There’s a new tax deduction this filing season for some buyers who took out loans to buy new cars in 2025. The provision is part of the One Big Beautiful Bill Act, which also removed taxes on tips and overtime for qualifying workers and eliminated a tax credit for buying electric vehicles.
Who is eligible
– Purchase date: The deduction only applies to new vehicles purchased after Dec. 31, 2024. Loans taken out before that date don’t qualify, and used-vehicle purchases are excluded.
– Income limits: The deduction phases out based on modified adjusted gross income (MAGI). For single filers the phaseout begins at $100,000, and for married couples filing jointly it begins at $200,000. MAGI is calculated after certain adjustments (for example, tax-deductible retirement contributions), and taxpayers near the thresholds may still claim a partial deduction because the phaseout is gradual.
– Assembly and use: The vehicle’s final assembly must have occurred in the United States. You can confirm that with the vehicle identification number (VIN). Brand names aren’t a guarantee of U.S. assembly. The car must be for personal use; vehicles used for business do not qualify.
What the deduction covers
– Amount: If you and the vehicle qualify, you may deduct up to $10,000 of interest paid on the auto loan per year.

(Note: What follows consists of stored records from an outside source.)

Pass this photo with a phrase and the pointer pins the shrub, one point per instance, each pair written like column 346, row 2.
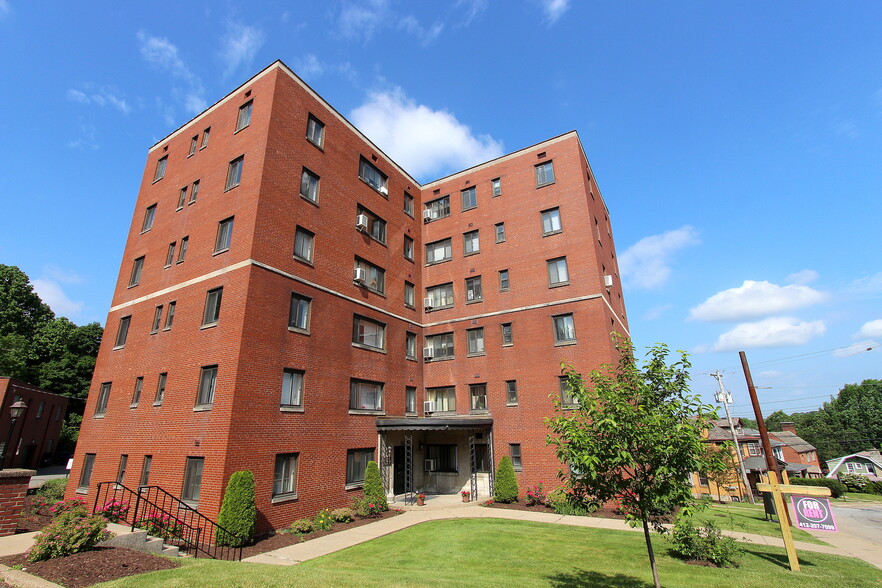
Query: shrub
column 705, row 543
column 505, row 488
column 71, row 532
column 373, row 486
column 342, row 515
column 53, row 489
column 301, row 526
column 836, row 487
column 238, row 513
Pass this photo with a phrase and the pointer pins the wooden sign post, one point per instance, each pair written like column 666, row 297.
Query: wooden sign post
column 778, row 490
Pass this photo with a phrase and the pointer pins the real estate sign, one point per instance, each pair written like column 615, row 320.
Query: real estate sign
column 813, row 512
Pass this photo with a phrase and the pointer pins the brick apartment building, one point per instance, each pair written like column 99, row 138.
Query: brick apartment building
column 292, row 302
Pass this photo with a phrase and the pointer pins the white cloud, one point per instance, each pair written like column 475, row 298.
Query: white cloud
column 52, row 294
column 771, row 332
column 240, row 45
column 422, row 140
column 755, row 300
column 647, row 263
column 870, row 329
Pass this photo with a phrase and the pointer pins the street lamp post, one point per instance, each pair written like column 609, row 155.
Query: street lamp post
column 15, row 411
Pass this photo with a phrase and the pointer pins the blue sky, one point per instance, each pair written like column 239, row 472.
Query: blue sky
column 737, row 145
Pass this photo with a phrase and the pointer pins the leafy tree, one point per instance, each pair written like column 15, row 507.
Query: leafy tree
column 635, row 436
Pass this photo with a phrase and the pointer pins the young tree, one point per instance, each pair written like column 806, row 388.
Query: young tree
column 634, row 437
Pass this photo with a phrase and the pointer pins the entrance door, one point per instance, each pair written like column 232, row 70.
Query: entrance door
column 398, row 469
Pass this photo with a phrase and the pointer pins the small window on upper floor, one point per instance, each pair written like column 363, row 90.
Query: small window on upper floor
column 244, row 116
column 315, row 131
column 545, row 173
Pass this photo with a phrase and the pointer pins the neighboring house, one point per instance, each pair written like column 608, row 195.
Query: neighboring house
column 864, row 463
column 34, row 440
column 293, row 302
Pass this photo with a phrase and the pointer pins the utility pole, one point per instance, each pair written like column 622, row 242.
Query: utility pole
column 725, row 397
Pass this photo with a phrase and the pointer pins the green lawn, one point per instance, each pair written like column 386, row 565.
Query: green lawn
column 749, row 518
column 493, row 552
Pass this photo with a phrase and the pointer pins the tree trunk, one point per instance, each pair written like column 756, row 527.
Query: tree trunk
column 651, row 553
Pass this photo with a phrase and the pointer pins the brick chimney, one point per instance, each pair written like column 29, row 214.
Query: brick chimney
column 789, row 427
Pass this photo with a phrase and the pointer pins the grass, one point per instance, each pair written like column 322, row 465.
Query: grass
column 747, row 518
column 493, row 552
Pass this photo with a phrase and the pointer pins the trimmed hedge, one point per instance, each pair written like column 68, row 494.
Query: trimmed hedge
column 238, row 512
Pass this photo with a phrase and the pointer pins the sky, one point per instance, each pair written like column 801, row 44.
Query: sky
column 738, row 146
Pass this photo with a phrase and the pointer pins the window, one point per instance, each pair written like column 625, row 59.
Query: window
column 170, row 256
column 551, row 221
column 441, row 345
column 182, row 253
column 409, row 294
column 410, row 400
column 170, row 315
column 86, row 472
column 211, row 314
column 122, row 332
column 410, row 345
column 315, row 131
column 478, row 396
column 514, row 450
column 298, row 316
column 376, row 179
column 469, row 198
column 160, row 168
column 364, row 395
column 303, row 243
column 475, row 339
column 374, row 277
column 309, row 185
column 438, row 251
column 471, row 243
column 137, row 266
column 207, row 384
column 507, row 335
column 285, row 476
column 511, row 392
column 160, row 389
column 444, row 398
column 234, row 173
column 244, row 116
column 292, row 388
column 157, row 319
column 503, row 281
column 564, row 329
column 121, row 470
column 192, row 479
column 136, row 395
column 145, row 469
column 224, row 235
column 368, row 333
column 566, row 396
column 356, row 464
column 557, row 272
column 440, row 296
column 473, row 290
column 544, row 173
column 438, row 208
column 376, row 227
column 103, row 396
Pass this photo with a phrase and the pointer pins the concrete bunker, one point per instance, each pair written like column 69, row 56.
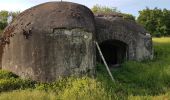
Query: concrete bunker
column 122, row 39
column 56, row 45
column 62, row 42
column 114, row 52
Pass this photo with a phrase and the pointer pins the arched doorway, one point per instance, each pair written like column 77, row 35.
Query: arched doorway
column 114, row 52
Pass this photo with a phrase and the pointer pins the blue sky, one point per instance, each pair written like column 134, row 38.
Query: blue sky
column 126, row 6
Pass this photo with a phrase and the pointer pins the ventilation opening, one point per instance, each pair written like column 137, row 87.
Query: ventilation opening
column 114, row 52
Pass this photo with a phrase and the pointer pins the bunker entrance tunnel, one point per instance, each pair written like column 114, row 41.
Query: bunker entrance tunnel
column 114, row 52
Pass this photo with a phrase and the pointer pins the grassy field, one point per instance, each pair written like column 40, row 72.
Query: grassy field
column 146, row 80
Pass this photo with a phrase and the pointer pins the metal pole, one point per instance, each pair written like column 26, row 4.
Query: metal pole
column 104, row 61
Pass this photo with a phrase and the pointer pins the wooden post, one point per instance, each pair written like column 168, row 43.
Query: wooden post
column 104, row 61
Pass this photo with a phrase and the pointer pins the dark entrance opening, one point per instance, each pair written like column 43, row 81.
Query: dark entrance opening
column 114, row 52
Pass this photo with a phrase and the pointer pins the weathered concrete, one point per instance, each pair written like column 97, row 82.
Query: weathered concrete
column 56, row 39
column 49, row 41
column 138, row 41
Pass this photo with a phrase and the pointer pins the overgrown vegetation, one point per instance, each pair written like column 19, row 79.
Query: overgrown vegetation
column 156, row 21
column 134, row 81
column 111, row 10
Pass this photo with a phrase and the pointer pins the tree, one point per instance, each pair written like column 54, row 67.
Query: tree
column 156, row 21
column 109, row 10
column 3, row 16
column 104, row 9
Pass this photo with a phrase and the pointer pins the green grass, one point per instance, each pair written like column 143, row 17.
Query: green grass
column 146, row 80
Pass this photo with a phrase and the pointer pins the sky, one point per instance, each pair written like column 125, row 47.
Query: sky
column 125, row 6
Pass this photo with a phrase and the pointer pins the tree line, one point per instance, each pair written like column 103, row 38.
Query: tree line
column 5, row 16
column 155, row 21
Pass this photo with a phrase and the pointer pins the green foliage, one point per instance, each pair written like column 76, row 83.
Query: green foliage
column 6, row 74
column 156, row 21
column 4, row 17
column 10, row 81
column 134, row 80
column 28, row 95
column 104, row 9
column 110, row 10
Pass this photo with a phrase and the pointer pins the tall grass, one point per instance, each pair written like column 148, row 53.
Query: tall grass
column 134, row 81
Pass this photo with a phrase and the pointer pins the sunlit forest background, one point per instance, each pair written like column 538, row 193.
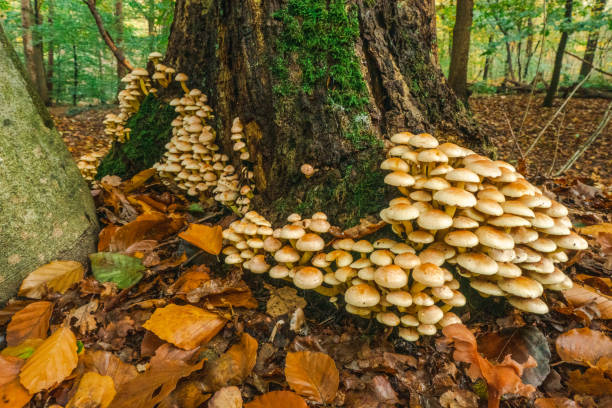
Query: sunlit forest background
column 512, row 40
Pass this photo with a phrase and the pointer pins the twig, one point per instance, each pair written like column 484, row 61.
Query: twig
column 537, row 139
column 602, row 125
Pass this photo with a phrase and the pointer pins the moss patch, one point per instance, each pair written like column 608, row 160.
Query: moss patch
column 151, row 130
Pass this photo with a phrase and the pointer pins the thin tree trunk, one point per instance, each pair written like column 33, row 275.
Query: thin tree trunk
column 591, row 47
column 457, row 75
column 556, row 75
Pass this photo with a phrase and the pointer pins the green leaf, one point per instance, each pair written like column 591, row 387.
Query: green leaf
column 123, row 270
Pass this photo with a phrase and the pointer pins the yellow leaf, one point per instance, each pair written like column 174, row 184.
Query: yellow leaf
column 94, row 390
column 31, row 322
column 185, row 326
column 51, row 363
column 56, row 276
column 204, row 237
column 313, row 375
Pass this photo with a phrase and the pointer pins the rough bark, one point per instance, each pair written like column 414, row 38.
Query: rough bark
column 457, row 75
column 46, row 210
column 556, row 74
column 325, row 93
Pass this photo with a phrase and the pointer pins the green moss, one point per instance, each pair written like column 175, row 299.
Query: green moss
column 316, row 50
column 151, row 130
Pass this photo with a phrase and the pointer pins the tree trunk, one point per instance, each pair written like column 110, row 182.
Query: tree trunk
column 46, row 210
column 457, row 75
column 319, row 82
column 556, row 75
column 591, row 47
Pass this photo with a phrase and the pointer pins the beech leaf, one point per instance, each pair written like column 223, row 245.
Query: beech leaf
column 277, row 399
column 57, row 276
column 204, row 237
column 234, row 366
column 123, row 270
column 31, row 322
column 51, row 363
column 94, row 390
column 185, row 326
column 313, row 375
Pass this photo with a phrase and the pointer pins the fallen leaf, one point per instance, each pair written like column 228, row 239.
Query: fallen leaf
column 31, row 322
column 234, row 366
column 277, row 399
column 166, row 368
column 123, row 270
column 94, row 390
column 204, row 237
column 57, row 276
column 51, row 363
column 503, row 378
column 583, row 346
column 185, row 326
column 313, row 375
column 591, row 382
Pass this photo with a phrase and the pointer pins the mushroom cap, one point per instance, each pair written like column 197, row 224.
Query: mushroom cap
column 390, row 276
column 434, row 220
column 536, row 305
column 494, row 238
column 310, row 243
column 428, row 274
column 478, row 263
column 521, row 286
column 455, row 197
column 308, row 277
column 461, row 239
column 362, row 295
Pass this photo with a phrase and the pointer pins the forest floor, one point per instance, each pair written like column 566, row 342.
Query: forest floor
column 265, row 322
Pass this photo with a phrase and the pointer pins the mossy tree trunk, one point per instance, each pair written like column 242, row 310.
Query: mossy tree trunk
column 320, row 82
column 46, row 209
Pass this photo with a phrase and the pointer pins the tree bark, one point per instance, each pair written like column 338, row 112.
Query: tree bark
column 556, row 74
column 591, row 47
column 457, row 75
column 46, row 209
column 327, row 93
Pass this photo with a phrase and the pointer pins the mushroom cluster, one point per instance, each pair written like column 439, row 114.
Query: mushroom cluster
column 460, row 214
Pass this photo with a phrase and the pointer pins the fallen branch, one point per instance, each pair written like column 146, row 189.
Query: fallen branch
column 602, row 125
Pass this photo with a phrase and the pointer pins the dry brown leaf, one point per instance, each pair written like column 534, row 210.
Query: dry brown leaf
column 94, row 390
column 234, row 366
column 592, row 382
column 31, row 322
column 313, row 375
column 51, row 363
column 166, row 368
column 56, row 276
column 503, row 378
column 583, row 346
column 185, row 326
column 277, row 399
column 204, row 237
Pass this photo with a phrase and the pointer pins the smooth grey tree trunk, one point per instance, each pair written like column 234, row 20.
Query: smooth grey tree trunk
column 46, row 210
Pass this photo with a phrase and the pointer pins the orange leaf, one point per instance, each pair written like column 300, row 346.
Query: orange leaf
column 186, row 326
column 94, row 390
column 166, row 368
column 51, row 363
column 204, row 237
column 503, row 378
column 583, row 346
column 277, row 399
column 31, row 322
column 57, row 276
column 234, row 366
column 313, row 375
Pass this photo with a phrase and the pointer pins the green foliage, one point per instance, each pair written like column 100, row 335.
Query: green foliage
column 147, row 142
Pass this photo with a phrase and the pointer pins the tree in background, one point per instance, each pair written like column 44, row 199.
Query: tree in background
column 457, row 74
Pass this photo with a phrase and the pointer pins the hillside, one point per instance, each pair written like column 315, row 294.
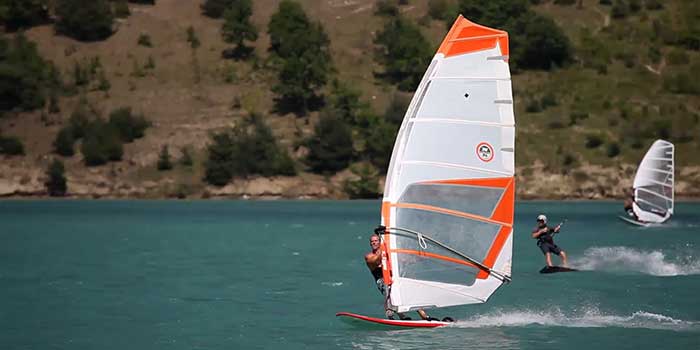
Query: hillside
column 581, row 128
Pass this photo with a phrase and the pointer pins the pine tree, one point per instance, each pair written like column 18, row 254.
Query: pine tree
column 237, row 27
column 302, row 50
column 331, row 145
column 405, row 53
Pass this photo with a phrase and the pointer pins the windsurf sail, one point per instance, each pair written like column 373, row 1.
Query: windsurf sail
column 449, row 193
column 653, row 184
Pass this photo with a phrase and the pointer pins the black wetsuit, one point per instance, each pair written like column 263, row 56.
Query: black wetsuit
column 379, row 279
column 546, row 242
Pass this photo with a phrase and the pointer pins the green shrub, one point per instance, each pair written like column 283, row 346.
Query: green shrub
column 192, row 38
column 634, row 6
column 575, row 116
column 56, row 183
column 250, row 148
column 678, row 57
column 301, row 52
column 128, row 126
column 64, row 142
column 654, row 54
column 220, row 159
column 331, row 145
column 186, row 158
column 613, row 150
column 121, row 9
column 437, row 9
column 164, row 162
column 237, row 28
column 11, row 146
column 568, row 160
column 619, row 9
column 404, row 52
column 548, row 100
column 593, row 141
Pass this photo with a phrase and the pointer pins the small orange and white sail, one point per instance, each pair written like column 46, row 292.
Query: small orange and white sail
column 449, row 195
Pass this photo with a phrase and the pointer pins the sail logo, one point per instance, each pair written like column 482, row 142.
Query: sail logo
column 484, row 151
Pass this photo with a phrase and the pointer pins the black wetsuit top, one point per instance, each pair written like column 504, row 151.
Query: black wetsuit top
column 377, row 273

– Documentation: Lenders are not required to provide a special tax form for this deduction. You should review your 2025 loan statements to calculate total interest paid during the year.
– Tax impact: This is a tax deduction, not a tax credit, so it reduces taxable income rather than directly reducing tax owed. For example, $1,000 in deductible interest is worth about $220 at a 22% marginal tax rate.
– Standard deduction: Unlike some interest deductions, this one can be claimed even if you take the standard deduction.
What it does not cover and its likely effects
– Exclusions: Leases are not eligible, and buyers who had 0% financing or paid cash get no benefit. Many used-car buyers—often those most hurt by high interest rates—are also ineligible.
– Policy impact: Because it’s limited in scope, relatively modest in value, and doesn’t affect vehicle production rules, the deduction is unlikely to be a major lever for shifting automakers’ manufacturing decisions. It should, however, provide a modest tax relief to qualifying new-car buyers without reducing benefits for others.
Bottom line
If you bought a new car assembled in the U.S. and took out an auto loan in 2025, check your loan statements and your MAGI to see whether you can claim up to $10,000 of deductible interest when you file. The benefit is modest but can help lower taxable income even if you take the standard deduction.